Results: The clinical‑only Random Forest achieved the highest discrimination (AUC 0.663, balanced accuracy 0.612, F1 0.58). Handcrafted MRI features performed only marginally better than chance (best AUC 0.554, SVM), indicating limited independent signal. DL models modestly outperformed handcrafted features, with the hybrid ResNet‑ViT using four mid‑prostate slices attaining the best AUC 0.569 and balanced accuracy 0.595. Adding more slices generally improved robustness, but inclusion of base slices did not help, likely due to lower image quality and higher anatomical variability. The multimodal intermediate‑fusion model yielded a slight improvement over imaging‑only (AUC 0.586, balanced accuracy 0.603) but still fell short of the clinical baseline. SHAP analysis on the fusion model showed clinical features contributed 57 % of the total importance (age, weight, baseline erectile function score being top), while imaging contributed 43 %. Saliency maps from the best DL model highlighted the prostate gland and adjacent neurovascular bundles, confirming that the network focuses on anatomically plausible regions.

Segmentation quality: nnU‑Net trained on 124 manually annotated cases achieved Dice scores of 0.965 ± 0.014 for the prostate and 0.738 ± 0.162 for the fascia on mid‑prostate slices, with lower performance at the apex. This enabled automated extraction of the handcrafted features but also revealed the inherent difficulty of delineating the thin fascia.
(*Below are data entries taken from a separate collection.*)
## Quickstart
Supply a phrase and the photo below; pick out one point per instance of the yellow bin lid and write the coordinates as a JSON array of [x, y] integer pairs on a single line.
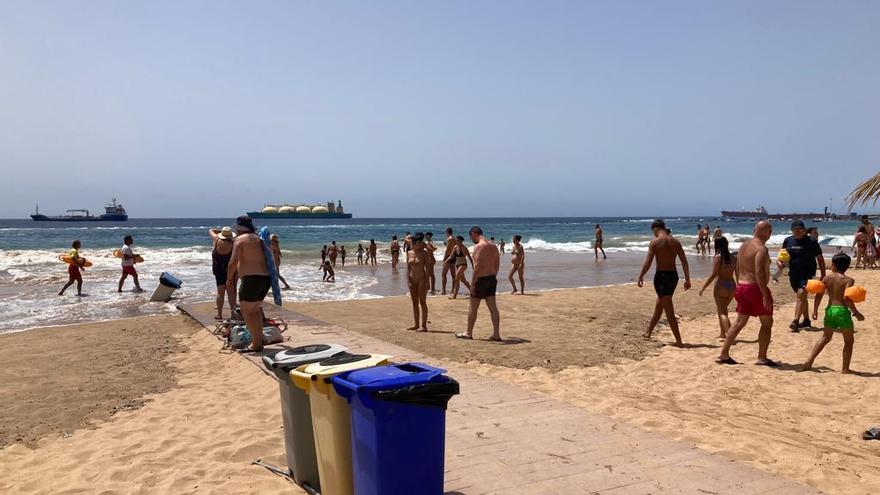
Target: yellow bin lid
[[315, 376]]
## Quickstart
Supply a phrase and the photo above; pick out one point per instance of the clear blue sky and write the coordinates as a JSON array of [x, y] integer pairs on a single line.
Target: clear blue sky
[[411, 108]]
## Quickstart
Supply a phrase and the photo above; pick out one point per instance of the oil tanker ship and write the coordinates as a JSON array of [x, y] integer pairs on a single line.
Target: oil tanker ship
[[761, 213], [113, 212], [298, 211]]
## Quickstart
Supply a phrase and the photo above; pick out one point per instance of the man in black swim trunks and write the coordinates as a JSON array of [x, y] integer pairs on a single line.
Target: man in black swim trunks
[[665, 249], [487, 262], [249, 264], [806, 256]]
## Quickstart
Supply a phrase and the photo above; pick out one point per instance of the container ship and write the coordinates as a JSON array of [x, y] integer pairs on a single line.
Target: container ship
[[295, 210], [761, 213], [113, 212]]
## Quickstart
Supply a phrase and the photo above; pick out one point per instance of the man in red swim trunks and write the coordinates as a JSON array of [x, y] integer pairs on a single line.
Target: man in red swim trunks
[[753, 297]]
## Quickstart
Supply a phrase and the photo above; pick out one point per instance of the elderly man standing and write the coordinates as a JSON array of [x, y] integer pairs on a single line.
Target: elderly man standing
[[487, 262], [806, 256], [248, 263], [753, 297]]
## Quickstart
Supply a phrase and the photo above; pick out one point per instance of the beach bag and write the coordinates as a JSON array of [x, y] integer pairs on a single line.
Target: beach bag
[[240, 337]]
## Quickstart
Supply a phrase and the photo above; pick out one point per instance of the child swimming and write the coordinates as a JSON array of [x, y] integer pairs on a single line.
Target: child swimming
[[839, 313]]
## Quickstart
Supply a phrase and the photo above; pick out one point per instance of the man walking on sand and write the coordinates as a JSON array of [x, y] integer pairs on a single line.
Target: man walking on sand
[[753, 297], [248, 263], [665, 249], [487, 262]]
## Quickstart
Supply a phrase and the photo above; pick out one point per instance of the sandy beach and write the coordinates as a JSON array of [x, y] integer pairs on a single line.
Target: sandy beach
[[194, 419]]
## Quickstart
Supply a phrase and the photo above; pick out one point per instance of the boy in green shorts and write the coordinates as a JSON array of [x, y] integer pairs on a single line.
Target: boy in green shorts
[[839, 313]]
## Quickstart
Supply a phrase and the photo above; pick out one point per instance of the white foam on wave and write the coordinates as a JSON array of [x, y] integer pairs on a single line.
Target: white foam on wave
[[537, 244]]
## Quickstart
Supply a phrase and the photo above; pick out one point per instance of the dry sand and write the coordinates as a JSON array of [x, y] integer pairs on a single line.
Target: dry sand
[[802, 426], [198, 437], [56, 380]]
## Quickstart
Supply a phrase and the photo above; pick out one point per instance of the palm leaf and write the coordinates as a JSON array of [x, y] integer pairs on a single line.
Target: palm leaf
[[869, 190]]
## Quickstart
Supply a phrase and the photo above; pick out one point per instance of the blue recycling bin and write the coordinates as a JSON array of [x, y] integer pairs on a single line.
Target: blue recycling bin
[[398, 427]]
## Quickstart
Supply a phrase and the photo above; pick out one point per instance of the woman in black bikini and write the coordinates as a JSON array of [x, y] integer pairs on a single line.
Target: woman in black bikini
[[220, 256], [459, 258], [724, 269]]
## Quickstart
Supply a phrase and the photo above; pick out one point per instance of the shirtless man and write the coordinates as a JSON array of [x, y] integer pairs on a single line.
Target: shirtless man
[[517, 265], [332, 253], [395, 252], [431, 248], [447, 267], [753, 297], [418, 275], [248, 264], [597, 246], [665, 249], [487, 262]]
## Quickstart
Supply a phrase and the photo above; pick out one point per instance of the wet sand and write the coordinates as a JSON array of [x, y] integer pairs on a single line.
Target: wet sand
[[583, 347], [550, 329]]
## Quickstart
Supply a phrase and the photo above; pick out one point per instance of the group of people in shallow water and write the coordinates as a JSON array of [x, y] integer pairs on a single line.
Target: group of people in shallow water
[[745, 277]]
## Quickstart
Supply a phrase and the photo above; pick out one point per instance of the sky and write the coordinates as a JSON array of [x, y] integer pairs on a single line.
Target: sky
[[453, 108]]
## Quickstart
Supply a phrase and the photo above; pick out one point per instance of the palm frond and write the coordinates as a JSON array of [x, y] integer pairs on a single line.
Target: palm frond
[[869, 190]]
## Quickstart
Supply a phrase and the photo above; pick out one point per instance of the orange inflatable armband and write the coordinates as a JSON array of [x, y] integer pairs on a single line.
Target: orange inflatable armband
[[815, 286], [856, 293]]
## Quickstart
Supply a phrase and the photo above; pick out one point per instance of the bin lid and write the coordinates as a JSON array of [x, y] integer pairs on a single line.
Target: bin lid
[[394, 376], [293, 357], [317, 373]]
The authors conclude that, with the current dataset size, 2‑D imaging approach, and heterogeneity of MRI acquisition protocols, pre‑operative MRI does not provide independent predictive power beyond established clinical variables for post‑operative ED. Nevertheless, the fact that DL models attend to relevant anatomical structures suggests that MRI could become a useful complementary modality in larger, more standardized cohorts, especially if 3‑D volumetric data and precise neurovascular bundle annotations become available. Future work should explore domain‑adaptation techniques, balanced loss functions for class imbalance, and richer multimodal architectures to fully exploit the potential synergy between imaging and clinical data.